Demikian salah satu butir rekomendasi Seminar Nasional Bisnis Peternakan yang diselenggarakan Asosiasi Obat Hewan Indonesia (ASOHI) Rabu, 22 Nopember 2017 di IPB International Convention Center (IICC, Botani Square) Bogor. Rekomendasi dan kesimpulan seminar disampaikan oleh moderator seminar Drh Forlin Tinora Siregar di sesi terakhir seminar .

Seminar yang mengangkat tema "Tantangan Peternakan Nasional menghadapi Serbuan Produk Impor" ini, menghadirkan mantan Dubes RI di World Trade Organization (WTO) Dr Erwidodo, Ketua Umum GPPU Krisantono, Ketua Umum PPSKI Teguh Boediyana, Sekretaris Eksekutif GPMT Drh Askam Sudin, Wakil Ketua Umum Pinsar Indonesia Ir.Eddy Wahyudin MBA, Ketua Asosiasi Monogastrik Indonesia (AMI) Dr. Sauland Sinaga dan Sekjen ASOHI Drh Harris Priyadi. Seminar terdiri dari dua sesi,  dipandu oleh moderator Drh Sugiyono (sesi pertama) dan Drh Forlin Tinora Siregar (sesi kedua).

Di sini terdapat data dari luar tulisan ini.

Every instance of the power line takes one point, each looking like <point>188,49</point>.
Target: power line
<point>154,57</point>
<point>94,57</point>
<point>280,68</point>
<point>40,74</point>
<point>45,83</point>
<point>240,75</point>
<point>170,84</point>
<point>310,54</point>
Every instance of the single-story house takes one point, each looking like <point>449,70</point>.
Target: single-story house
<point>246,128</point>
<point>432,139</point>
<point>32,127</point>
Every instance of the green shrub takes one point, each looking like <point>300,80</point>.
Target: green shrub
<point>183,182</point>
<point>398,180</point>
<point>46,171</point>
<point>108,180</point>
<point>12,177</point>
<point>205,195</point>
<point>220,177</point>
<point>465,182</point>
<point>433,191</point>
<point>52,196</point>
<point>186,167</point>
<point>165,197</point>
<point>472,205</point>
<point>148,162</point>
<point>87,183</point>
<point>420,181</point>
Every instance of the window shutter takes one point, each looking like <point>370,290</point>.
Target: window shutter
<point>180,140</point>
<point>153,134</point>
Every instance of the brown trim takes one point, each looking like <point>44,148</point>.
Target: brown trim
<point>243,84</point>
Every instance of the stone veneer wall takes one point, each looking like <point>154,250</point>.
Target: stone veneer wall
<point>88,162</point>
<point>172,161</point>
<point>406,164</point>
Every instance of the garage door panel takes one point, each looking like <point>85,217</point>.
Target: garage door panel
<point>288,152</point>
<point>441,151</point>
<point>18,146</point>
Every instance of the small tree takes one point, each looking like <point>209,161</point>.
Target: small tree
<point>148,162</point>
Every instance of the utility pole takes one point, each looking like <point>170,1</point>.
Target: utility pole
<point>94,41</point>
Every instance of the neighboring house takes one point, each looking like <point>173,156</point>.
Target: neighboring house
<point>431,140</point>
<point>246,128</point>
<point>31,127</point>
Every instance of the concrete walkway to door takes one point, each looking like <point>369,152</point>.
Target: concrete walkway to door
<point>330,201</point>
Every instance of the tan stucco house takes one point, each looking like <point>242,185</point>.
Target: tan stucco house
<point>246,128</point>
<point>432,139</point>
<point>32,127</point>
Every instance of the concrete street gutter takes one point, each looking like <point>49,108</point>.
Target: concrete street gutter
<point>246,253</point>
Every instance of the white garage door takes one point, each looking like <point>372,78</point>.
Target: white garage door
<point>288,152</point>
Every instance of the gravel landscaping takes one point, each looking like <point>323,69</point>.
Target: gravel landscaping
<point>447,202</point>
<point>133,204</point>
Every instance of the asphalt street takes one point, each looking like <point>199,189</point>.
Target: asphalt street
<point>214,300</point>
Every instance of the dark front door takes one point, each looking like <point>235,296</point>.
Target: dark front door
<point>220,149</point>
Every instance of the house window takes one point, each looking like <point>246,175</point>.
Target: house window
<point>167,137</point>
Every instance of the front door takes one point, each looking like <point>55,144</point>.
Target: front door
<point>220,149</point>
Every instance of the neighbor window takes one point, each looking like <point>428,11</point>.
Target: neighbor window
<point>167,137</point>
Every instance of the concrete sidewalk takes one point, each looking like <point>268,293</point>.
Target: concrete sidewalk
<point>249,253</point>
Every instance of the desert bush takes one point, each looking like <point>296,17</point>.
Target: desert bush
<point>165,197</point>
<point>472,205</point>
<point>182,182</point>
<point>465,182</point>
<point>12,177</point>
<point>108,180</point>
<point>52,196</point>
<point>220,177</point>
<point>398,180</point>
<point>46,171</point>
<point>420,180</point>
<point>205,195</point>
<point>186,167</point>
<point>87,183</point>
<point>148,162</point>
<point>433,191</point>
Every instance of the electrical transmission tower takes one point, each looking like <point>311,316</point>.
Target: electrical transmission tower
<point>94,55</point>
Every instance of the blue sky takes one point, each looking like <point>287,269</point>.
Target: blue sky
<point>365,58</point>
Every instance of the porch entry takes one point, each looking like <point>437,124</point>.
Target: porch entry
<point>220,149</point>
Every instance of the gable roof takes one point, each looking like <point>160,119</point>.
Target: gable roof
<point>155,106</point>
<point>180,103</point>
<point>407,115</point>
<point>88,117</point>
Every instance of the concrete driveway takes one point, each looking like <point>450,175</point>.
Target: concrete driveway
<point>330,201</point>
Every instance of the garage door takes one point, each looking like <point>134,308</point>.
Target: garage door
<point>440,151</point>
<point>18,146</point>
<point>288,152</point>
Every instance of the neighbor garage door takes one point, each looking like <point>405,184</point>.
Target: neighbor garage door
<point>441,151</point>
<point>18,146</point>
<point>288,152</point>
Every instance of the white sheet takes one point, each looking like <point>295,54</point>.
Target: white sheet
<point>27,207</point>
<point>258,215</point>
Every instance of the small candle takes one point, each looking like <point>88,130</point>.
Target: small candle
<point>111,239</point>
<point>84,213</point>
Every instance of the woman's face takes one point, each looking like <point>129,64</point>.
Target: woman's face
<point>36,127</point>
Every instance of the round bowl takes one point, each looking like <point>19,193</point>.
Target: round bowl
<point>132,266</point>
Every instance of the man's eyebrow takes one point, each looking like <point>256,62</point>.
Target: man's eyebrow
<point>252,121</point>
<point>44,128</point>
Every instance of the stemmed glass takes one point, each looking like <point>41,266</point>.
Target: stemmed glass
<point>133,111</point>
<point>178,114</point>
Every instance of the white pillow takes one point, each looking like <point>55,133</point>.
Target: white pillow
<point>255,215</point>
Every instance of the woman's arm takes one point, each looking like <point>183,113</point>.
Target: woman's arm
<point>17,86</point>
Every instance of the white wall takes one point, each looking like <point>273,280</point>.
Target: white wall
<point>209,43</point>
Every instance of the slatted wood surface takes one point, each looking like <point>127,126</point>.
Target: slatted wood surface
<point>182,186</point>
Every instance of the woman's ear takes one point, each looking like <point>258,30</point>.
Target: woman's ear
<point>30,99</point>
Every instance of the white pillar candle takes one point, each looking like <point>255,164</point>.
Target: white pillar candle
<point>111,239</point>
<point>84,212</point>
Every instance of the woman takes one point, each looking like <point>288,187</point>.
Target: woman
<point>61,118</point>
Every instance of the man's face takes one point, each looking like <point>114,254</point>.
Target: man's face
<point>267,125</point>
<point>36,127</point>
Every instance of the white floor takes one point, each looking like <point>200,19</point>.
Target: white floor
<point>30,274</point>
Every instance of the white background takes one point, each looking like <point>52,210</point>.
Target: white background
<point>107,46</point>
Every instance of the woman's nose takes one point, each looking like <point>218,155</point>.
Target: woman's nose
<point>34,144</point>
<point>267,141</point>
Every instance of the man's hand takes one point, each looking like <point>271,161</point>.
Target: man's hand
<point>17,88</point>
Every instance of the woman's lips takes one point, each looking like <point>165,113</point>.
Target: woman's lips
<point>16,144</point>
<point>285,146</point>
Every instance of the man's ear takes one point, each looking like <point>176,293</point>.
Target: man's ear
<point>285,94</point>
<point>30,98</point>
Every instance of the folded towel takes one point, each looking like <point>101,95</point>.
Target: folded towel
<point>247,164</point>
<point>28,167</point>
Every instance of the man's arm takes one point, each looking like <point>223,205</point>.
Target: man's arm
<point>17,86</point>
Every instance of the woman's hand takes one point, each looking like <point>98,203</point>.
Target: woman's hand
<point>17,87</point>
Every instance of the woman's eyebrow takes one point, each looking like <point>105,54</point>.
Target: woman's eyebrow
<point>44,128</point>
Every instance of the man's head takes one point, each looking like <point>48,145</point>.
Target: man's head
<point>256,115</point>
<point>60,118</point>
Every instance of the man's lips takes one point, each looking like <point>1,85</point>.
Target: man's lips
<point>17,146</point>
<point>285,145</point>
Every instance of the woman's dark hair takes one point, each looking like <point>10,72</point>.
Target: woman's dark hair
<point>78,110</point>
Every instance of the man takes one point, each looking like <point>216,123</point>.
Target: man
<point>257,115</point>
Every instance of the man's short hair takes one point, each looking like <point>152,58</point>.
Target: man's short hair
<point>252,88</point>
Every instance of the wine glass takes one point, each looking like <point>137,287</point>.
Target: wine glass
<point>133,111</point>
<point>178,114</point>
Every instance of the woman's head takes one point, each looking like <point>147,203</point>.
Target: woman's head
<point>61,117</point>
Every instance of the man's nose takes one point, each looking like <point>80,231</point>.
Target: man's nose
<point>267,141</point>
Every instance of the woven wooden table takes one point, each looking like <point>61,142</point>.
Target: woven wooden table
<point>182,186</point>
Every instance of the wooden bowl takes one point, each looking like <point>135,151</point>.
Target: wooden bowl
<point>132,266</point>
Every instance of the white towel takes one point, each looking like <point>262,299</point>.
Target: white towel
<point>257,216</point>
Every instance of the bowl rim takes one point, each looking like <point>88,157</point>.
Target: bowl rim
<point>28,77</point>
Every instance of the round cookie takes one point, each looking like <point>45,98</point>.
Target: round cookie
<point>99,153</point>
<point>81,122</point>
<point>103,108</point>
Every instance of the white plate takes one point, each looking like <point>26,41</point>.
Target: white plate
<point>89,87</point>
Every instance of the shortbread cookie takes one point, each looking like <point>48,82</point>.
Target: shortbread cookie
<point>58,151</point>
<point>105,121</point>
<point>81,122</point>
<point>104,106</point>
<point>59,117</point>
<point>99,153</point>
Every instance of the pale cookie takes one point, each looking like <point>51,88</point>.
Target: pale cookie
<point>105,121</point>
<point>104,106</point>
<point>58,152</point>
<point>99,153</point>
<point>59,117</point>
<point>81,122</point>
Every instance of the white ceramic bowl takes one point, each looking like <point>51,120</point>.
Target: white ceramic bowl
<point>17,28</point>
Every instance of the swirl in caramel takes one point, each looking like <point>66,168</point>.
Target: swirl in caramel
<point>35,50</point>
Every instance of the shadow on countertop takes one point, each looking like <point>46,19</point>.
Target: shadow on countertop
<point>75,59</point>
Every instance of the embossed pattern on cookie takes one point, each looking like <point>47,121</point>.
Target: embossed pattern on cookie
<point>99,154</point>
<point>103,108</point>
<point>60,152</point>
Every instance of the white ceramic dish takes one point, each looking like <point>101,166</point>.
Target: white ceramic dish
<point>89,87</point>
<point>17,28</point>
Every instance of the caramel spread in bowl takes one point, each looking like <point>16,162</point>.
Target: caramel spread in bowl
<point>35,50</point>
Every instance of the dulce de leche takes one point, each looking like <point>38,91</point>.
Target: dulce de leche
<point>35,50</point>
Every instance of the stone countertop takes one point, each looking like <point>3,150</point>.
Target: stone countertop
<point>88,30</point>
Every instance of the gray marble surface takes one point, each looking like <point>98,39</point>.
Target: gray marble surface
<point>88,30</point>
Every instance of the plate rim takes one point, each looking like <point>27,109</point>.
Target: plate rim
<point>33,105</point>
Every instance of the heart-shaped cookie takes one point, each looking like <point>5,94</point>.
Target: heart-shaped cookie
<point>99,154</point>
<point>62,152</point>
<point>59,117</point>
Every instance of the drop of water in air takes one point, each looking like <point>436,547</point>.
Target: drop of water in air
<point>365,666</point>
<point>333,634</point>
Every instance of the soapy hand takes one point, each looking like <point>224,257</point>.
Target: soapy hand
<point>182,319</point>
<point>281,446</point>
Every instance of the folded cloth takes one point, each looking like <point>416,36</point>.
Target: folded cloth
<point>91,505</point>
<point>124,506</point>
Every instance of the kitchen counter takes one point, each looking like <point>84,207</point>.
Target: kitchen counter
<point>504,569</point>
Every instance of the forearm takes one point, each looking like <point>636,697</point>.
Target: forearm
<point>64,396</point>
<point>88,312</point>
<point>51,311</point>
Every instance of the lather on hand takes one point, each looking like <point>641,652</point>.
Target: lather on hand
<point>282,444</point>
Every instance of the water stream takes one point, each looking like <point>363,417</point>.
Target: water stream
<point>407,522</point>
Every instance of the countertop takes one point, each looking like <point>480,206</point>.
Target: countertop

Pemukulan gong oleh Ni Made Ria Isriyanthi, mewakili Dirjen PKH
Seminar nasional bisnis peternakan merupakan seminar outlook bisnis yang diselenggarakan secara berkesinambungan oleh ASOHI setiap akhir tahun sejak tahun 2005. Seminar ini menjadi salah satu referensi utama para pelaku bisnis peternakan dan kesehatan hewan dalam menjalankan evaluasi dan rencana bisnis. Hadirnya para pimpinan asosiasi peternakan di forum ini merupakan  satu hal utama yang membuat seminar ini berbobot. Ditambah lagi adanya pembicara tamu yang menyajikan topik yang relevan dengan situasi terkini, menjadikan seminar ini semakin bermakna bagi peserta. Kali ini Mantan Dubes RI di WTO menjadi pembicara tamu karena tema yang dibahas sangat terkait dengan tantangan peternakan mengadapi serbuan produk impor. Seminar dibuka oleh Kasubdit Pengawasan Obat Hewan Drh. Ni Made Ria Isriyanthi PhD mewakili Dirjen Peternakan dan Kesehatan Hewan,  diikuti oleh sekitar 200 orang peserta dari berbagai daerah, terdiri dari pelaku usaha, utusan pemerintah pusat/daerah, asosiasi, perguruan tinggi dan sebagainya

Eddy Wahyudin, Forlin Tinora, Irawati Fari, Sauland Sinaga, Harris Priyadi
Ketua panitia seminar Drh.Andi Wijanarko mengatakan, seminar mengangkat tema tantangan Peternakan nasional menghadapi serbuan produk impor, dilatarbelakangi oleh kemenangan brazil di WTO yang menggugat Indonesia atas kebijakan perunggasan. "Dengan menangnya Brazil di WTO publik peternakan khawatir apakah tahun 2018 ini ayam Brazil yang dikenal murah ini akan masuk ke Indonesia. Jika ini terjadi, akan menjadi tantangan berat bagi peternakan Indonesia," kata Andi kepada Infovet.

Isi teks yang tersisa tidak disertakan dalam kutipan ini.